While it's true that "you can't take it with you," with proper planning you can make sure that the assets you leave behind when you die will be properly distributed the way you want. That's the main purpose of "estate planning," the term used for the strategy you develop to transfer your assets after your death.
Part of developing an estate plan is to review your net worth and determine if you need to purchase life insurance to supplement your assets. The purpose of this insurance is to replace your future income and provide your survivors with the necessary funds they need to feel secure.
In Yes, You Can... Achieve Financial Independence, American Century Investments founder James E. Stowers recommends determining the amount of money you would need to provide for your survivors' living expenses, education and other needs. Ask yourself:
- What lifestyle do you want your family to have?
- How much income will they need each month?
- Where can this money come from?
- How much cash is needed today to provide this future income?
"Once you know what's needed, build a team of trusted advisers, beginning with a financial planner who understands the importance of creating a plan for managing and distributing your assets, both during your lifetime and after," recommends Melissa Dailey, American Century Investments' Investor Center manager. Other members of your team will likely include an accountant, insurance agent and an estate-planning attorney who will draw up the appropriate documents.
Your team of advisors will help you decide exactly what should be in your estate plan.

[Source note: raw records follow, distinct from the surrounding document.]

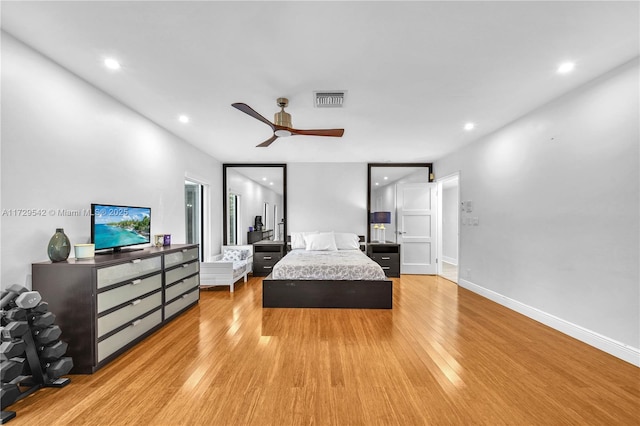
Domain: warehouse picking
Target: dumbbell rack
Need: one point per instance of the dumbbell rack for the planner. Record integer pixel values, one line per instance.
(38, 377)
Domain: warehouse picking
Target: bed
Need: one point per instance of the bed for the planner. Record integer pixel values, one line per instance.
(225, 269)
(327, 276)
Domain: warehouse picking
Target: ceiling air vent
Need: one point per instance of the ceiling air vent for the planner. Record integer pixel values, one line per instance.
(329, 99)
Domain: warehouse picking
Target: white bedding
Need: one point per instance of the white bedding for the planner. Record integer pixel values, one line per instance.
(327, 265)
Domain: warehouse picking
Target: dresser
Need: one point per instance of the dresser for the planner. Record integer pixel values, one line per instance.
(387, 255)
(265, 255)
(107, 304)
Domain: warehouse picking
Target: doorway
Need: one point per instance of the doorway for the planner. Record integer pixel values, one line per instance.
(194, 214)
(449, 227)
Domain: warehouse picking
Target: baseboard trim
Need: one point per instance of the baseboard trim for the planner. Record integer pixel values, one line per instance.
(613, 347)
(450, 260)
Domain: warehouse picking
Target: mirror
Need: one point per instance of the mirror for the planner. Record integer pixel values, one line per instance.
(383, 180)
(254, 203)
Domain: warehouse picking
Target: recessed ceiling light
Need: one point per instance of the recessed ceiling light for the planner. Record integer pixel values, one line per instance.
(566, 67)
(112, 64)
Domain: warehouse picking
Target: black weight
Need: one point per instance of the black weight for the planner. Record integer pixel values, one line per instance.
(15, 314)
(59, 367)
(28, 299)
(40, 308)
(42, 320)
(11, 369)
(15, 329)
(9, 393)
(54, 351)
(47, 335)
(12, 349)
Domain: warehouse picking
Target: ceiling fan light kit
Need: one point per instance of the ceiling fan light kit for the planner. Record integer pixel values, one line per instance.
(282, 126)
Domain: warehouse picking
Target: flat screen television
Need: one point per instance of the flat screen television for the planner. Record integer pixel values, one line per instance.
(114, 227)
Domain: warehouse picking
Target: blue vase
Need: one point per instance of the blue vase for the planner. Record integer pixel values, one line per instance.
(59, 246)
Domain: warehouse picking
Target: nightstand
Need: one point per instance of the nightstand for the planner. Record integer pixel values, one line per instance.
(265, 255)
(387, 255)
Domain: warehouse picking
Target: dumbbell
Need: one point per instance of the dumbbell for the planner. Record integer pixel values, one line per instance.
(41, 320)
(15, 329)
(58, 368)
(12, 349)
(21, 297)
(53, 352)
(11, 369)
(40, 308)
(47, 335)
(15, 314)
(9, 393)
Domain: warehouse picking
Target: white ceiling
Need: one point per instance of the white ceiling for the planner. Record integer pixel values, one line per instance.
(415, 72)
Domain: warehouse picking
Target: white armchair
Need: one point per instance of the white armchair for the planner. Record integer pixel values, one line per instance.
(227, 268)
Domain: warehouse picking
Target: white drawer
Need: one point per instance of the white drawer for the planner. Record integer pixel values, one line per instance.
(181, 287)
(126, 292)
(181, 272)
(136, 329)
(125, 271)
(128, 313)
(174, 307)
(185, 255)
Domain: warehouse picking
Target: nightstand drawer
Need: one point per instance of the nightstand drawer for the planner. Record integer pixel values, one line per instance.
(128, 313)
(126, 271)
(185, 255)
(386, 258)
(130, 291)
(266, 257)
(181, 272)
(136, 329)
(179, 304)
(180, 287)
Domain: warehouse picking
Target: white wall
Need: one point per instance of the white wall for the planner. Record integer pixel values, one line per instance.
(66, 144)
(327, 197)
(557, 198)
(450, 224)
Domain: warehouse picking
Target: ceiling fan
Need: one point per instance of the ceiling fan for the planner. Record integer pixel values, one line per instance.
(282, 123)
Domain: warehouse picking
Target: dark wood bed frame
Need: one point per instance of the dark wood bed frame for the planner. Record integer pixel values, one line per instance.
(359, 294)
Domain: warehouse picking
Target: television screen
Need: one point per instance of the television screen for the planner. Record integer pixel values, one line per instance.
(113, 226)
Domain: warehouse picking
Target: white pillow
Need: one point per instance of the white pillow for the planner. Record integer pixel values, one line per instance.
(298, 239)
(324, 241)
(347, 241)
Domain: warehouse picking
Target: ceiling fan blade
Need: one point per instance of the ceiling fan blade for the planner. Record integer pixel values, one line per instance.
(320, 132)
(250, 111)
(267, 142)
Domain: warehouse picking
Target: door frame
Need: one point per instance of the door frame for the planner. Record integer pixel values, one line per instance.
(440, 237)
(429, 166)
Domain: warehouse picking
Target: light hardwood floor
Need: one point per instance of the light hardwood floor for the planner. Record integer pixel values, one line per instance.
(442, 356)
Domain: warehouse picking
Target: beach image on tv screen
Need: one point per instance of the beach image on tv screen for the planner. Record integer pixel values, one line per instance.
(121, 226)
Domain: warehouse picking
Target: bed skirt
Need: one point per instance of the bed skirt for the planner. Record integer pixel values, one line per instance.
(377, 294)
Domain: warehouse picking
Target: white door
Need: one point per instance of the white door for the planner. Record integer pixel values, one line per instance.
(417, 207)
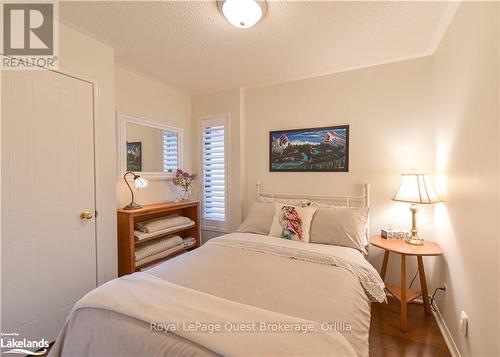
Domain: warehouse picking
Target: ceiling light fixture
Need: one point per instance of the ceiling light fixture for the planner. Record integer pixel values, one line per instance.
(242, 13)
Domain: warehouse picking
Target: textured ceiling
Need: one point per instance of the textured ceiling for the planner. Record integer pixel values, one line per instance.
(191, 46)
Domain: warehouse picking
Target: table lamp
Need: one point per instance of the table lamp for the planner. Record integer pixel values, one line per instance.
(139, 184)
(414, 189)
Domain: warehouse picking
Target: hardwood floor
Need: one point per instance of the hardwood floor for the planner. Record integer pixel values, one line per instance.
(422, 339)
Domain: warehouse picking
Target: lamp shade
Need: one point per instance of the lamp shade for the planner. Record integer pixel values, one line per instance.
(416, 188)
(140, 182)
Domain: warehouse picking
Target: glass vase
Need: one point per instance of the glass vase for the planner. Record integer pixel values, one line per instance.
(185, 194)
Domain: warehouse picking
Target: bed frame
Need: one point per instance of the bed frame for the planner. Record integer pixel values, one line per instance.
(348, 201)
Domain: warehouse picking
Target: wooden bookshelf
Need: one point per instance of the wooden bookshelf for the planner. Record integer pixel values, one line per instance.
(126, 224)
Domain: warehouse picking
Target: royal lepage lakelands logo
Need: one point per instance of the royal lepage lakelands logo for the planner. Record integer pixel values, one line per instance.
(30, 35)
(11, 343)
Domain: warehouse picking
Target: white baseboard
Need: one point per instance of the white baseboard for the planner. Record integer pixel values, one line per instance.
(448, 339)
(445, 332)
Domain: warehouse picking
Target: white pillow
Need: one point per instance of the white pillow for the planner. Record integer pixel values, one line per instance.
(259, 219)
(345, 226)
(292, 222)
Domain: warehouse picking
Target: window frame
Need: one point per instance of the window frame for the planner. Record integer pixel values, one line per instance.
(214, 120)
(122, 120)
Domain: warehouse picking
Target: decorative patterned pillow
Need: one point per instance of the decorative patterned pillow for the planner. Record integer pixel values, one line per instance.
(292, 222)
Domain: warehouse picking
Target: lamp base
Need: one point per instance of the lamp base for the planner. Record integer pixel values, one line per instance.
(415, 240)
(132, 205)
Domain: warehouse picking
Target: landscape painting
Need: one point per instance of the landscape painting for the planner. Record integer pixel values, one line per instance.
(134, 156)
(306, 150)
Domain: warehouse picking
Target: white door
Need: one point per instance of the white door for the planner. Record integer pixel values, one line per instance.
(48, 251)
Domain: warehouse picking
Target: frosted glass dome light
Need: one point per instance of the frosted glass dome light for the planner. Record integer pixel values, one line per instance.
(242, 13)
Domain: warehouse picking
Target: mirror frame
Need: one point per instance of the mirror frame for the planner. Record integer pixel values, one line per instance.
(122, 120)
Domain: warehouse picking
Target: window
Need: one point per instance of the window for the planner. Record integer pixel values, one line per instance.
(170, 151)
(214, 158)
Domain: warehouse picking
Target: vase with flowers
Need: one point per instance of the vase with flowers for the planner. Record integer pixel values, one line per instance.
(184, 180)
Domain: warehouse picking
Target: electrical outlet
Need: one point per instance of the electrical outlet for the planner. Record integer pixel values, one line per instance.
(464, 323)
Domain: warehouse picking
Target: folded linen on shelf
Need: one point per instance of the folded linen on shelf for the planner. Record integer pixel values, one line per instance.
(160, 223)
(159, 255)
(138, 235)
(157, 246)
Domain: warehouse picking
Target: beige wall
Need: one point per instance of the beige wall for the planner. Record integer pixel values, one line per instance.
(388, 108)
(149, 99)
(226, 102)
(83, 56)
(466, 84)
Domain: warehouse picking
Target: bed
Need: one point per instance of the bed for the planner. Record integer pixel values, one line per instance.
(239, 294)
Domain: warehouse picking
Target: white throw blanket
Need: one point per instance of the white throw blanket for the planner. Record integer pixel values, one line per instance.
(179, 309)
(342, 257)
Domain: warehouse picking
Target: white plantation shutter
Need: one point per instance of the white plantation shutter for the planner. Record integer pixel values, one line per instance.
(214, 169)
(170, 151)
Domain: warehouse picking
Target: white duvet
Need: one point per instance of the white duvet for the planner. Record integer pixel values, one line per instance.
(240, 278)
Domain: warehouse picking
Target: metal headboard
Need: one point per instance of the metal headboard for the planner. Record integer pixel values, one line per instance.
(349, 201)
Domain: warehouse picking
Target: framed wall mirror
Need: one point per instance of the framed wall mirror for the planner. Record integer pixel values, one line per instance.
(151, 149)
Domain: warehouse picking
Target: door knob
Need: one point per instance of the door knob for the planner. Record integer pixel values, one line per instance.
(86, 215)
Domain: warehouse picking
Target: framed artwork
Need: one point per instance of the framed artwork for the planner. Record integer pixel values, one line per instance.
(134, 156)
(309, 150)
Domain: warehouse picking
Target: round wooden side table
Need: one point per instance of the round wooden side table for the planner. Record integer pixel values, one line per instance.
(402, 293)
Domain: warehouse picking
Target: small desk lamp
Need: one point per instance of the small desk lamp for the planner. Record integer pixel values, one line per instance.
(139, 184)
(415, 188)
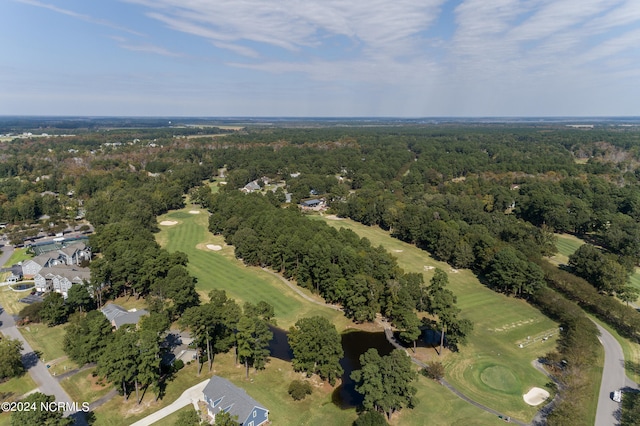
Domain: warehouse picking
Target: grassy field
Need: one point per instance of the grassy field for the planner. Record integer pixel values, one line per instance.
(18, 255)
(14, 388)
(82, 387)
(630, 349)
(49, 341)
(9, 300)
(567, 245)
(171, 419)
(491, 368)
(220, 269)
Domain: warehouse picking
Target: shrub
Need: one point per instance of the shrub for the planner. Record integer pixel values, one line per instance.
(434, 370)
(299, 389)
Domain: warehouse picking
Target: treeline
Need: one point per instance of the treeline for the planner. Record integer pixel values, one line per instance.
(578, 348)
(337, 264)
(624, 319)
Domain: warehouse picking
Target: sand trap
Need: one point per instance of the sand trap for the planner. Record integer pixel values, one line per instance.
(535, 396)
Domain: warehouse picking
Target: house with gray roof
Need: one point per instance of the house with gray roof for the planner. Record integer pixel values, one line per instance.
(64, 254)
(251, 187)
(222, 395)
(60, 278)
(118, 316)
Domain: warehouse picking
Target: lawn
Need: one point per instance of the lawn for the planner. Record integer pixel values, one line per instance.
(9, 300)
(567, 244)
(49, 341)
(171, 419)
(630, 349)
(19, 255)
(220, 269)
(14, 388)
(501, 323)
(269, 387)
(83, 387)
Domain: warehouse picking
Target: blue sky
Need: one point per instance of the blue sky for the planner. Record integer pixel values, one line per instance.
(398, 58)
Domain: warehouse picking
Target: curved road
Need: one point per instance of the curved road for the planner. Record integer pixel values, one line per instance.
(613, 375)
(613, 378)
(46, 383)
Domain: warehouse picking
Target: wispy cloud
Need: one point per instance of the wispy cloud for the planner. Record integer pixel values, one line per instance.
(144, 47)
(377, 26)
(79, 16)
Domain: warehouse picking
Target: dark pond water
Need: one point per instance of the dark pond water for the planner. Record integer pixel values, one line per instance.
(354, 343)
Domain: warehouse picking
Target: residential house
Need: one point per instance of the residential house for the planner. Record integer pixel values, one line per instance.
(69, 255)
(251, 187)
(222, 395)
(60, 279)
(118, 316)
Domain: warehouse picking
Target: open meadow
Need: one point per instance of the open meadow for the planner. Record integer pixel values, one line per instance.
(214, 265)
(219, 269)
(491, 368)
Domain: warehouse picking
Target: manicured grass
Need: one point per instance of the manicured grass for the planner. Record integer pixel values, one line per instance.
(16, 387)
(119, 411)
(9, 300)
(47, 340)
(171, 419)
(439, 407)
(501, 323)
(82, 387)
(19, 255)
(630, 349)
(221, 270)
(567, 245)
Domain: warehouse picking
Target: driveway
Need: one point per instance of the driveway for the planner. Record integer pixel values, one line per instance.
(38, 371)
(190, 396)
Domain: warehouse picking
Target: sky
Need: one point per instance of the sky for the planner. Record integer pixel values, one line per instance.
(320, 58)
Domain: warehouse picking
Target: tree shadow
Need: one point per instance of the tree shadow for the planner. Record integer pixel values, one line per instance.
(632, 367)
(279, 344)
(354, 344)
(30, 360)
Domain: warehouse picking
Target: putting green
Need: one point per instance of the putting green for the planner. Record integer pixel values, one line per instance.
(500, 378)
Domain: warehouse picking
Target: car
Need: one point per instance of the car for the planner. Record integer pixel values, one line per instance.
(617, 396)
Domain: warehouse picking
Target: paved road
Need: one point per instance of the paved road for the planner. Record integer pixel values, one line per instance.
(7, 251)
(190, 396)
(38, 371)
(613, 378)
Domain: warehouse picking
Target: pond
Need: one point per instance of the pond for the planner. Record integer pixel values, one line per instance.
(354, 344)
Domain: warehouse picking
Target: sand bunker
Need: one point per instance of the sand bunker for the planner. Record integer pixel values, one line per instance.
(535, 396)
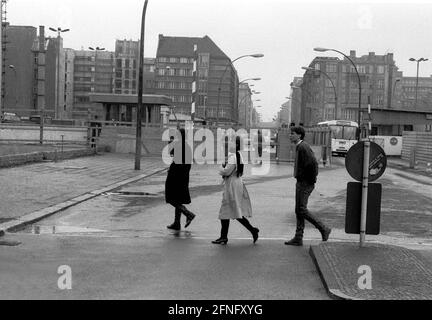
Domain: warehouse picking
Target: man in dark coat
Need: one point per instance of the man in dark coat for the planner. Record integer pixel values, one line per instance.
(306, 172)
(177, 182)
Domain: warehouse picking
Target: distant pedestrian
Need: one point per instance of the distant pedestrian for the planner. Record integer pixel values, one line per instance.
(177, 182)
(236, 202)
(306, 172)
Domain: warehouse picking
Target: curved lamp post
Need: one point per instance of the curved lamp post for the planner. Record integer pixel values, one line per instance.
(231, 64)
(240, 102)
(332, 83)
(394, 89)
(359, 82)
(418, 63)
(59, 32)
(96, 50)
(16, 83)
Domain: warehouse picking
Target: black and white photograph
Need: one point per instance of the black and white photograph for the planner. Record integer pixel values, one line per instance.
(218, 158)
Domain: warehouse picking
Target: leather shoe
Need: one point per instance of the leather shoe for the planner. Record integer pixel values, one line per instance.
(294, 242)
(325, 234)
(255, 235)
(220, 241)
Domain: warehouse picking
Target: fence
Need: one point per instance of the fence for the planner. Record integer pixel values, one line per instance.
(318, 138)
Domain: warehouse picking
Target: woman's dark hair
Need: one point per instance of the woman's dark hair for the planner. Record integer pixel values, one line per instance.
(240, 166)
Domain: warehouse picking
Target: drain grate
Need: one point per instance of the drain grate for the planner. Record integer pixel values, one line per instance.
(132, 193)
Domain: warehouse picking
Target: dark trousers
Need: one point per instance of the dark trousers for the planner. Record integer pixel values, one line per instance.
(303, 191)
(225, 226)
(179, 210)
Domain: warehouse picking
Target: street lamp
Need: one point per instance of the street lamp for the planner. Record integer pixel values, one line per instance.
(240, 102)
(394, 88)
(359, 82)
(257, 55)
(418, 63)
(138, 145)
(332, 83)
(59, 32)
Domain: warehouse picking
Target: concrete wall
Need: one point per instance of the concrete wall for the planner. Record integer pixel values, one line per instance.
(418, 142)
(31, 133)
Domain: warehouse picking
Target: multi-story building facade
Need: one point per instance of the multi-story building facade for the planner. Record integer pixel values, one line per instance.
(217, 79)
(245, 106)
(323, 99)
(127, 69)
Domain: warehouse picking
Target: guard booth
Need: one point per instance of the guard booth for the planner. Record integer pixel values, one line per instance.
(115, 125)
(318, 138)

Some of the documents that could be part of your estate plan include:
Will
A will is a document that designates how your property should be distributed at the time of your death. Without a will, your assets could go to "probate", a legal process where your assets are held prior to distribution in order to authenticate ownership. When an estate goes to probate it becomes public record and may take years before the courts can validate the assets. Once validated, the state determines how the assets are distributed to your survivors. That means there's no guarantee that they will be distributed per your wishes or your heirs' needs.
Trust
There are many types of trusts and each type serves a specific purpose in how your assets are protected and distributed upon your death. A trust can expedite the distribution of your assets, let you put conditions on how your assets are distributed and may help reduce your estate taxes. In addition, assets in a trust are not subject to the delay or publicity of probate.
Living will
This is also known as an advanced medical directive. Through this document you designate who can make medical decisions on your behalf should you no longer be able to make those decisions for yourself. A living will is your opportunity to spell out what type of life-sustaining medical intervention should happen if you become terminally ill.
Powers of attorney
Just as a living will designates someone you trust to make medical decisions on your behalf, assigning someone the power of attorney allows that person to act on your behalf to manage your financial affairs and other aspects of your life should you be unable to do it for yourself.
Guardianship designation
If you're a parent with minor children you should consider who you want to serve as their guardian upon your death. Typically, the surviving spouse will become their guardian. If there isn't a surviving spouse, then you need to determine which relative or trusted adult you want to care for your children. Prior to naming guardianship, you should discuss with the future guardian their desire to take on this responsibility and consider how you might provide them the funds to support your children's future needs such as food, clothing and education.